As a matter of fact, scientists still aren’t sure why Harrison’s body naturally produces the rare antibody but think it is related to the blood transfusions he received as a teenager.

Finally, on 11th May 2018, the 83-year-old made his final donation after more than 60 years and 1173 donations regretting he couldn't continue because he had reached the age limit for blood donors in Australia: "I'd keep on going if they let me" he said.

Conclusion :
To conclude, there’s no denying that courageous actions that forced heroes to risk their own lives to save other peoples are more memorable and more likely to be remembered. That’s certainly why we tend to forget or ignore other heroes’ actions because they are less impressive. That being said, the example of James Harrison (we presented you today) shows that even if we save millions of lives, we may still not be known for the actions we’ve accomplished.
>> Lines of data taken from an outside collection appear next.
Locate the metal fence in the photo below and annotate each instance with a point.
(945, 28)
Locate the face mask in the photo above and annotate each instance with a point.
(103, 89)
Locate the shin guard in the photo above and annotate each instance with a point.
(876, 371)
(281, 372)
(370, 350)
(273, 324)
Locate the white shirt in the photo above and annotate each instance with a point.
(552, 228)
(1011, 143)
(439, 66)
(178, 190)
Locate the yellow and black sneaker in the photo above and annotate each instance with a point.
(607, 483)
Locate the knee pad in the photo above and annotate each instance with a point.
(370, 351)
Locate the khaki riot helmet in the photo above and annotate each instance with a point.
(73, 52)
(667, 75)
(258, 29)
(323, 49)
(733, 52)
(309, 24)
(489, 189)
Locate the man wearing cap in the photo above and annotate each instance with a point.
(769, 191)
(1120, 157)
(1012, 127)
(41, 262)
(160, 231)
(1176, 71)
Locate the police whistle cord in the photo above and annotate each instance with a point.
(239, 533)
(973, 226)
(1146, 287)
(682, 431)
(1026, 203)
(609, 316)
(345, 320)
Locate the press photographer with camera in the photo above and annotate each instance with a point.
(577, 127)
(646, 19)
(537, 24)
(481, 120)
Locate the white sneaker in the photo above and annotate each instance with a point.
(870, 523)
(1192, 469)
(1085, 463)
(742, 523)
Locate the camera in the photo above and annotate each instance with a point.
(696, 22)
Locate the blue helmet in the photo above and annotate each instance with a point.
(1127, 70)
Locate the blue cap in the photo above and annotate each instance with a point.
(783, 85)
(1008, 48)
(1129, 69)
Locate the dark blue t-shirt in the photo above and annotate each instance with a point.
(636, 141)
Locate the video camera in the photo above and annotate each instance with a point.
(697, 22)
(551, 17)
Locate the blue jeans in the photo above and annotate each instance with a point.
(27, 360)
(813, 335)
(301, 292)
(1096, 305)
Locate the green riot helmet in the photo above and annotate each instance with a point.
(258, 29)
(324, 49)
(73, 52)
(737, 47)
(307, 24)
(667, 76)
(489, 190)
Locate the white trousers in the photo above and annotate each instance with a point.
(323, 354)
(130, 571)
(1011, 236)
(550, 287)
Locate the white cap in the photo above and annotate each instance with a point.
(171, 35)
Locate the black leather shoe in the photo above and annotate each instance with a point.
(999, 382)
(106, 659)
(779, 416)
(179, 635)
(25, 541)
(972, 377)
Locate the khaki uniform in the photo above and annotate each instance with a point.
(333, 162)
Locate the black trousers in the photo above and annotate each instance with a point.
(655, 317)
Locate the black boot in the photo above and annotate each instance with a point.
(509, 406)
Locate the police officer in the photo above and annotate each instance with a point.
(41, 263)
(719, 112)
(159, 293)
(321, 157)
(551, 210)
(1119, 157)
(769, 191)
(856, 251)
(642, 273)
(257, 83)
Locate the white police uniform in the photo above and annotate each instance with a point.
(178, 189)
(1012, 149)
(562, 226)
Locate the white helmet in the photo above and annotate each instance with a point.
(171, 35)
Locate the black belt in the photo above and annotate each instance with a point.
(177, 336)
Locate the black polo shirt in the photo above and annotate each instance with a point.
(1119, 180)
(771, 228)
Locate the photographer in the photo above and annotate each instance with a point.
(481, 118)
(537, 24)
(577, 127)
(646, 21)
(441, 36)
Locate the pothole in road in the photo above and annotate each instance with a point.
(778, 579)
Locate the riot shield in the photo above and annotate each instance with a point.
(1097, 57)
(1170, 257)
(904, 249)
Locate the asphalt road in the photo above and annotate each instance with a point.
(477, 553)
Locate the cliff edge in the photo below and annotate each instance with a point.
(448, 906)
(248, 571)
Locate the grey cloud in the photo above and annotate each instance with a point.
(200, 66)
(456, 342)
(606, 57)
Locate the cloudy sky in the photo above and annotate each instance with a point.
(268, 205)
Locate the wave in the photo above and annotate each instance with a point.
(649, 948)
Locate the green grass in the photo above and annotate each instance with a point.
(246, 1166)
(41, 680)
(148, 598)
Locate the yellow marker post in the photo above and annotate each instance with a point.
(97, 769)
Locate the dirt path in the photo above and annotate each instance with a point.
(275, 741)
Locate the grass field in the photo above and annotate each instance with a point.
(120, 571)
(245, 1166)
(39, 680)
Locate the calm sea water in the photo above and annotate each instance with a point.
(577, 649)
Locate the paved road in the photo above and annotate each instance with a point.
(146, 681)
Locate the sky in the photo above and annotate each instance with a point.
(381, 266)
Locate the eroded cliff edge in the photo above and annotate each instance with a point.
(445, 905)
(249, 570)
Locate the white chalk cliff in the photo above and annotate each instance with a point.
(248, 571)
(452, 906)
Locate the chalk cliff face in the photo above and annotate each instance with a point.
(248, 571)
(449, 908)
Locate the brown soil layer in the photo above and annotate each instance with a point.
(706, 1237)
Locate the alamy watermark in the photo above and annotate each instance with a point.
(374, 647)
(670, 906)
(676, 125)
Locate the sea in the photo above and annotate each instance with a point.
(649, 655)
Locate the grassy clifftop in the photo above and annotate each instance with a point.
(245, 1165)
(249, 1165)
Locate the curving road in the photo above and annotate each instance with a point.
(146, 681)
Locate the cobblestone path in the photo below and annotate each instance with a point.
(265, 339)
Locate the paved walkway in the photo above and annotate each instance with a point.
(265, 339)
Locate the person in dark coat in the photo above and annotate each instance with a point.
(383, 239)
Réponse : Présentation/donneur de sang de gerondif, postée le 06-03-2020 à 19:25:15 (S | E)
Bonjour
During 60 years, he (has) donated blood nearly every week.

Les deux pendant :
J'ai été malade pendant une semaine pendant les vacances.
I was ill for a week during the holidays.

Trouvez la question :
When were you ill ? During the holidays. au cours des vacances, complément de temps.
How long were you ill ? For a week : complément de durée.



Réponse : Présentation/donneur de sang de gerold, postée le 07-03-2020 à 10:46:53 (S | E)
Bonjour
Dans la conclusion : to save other peoples, -s est de trop.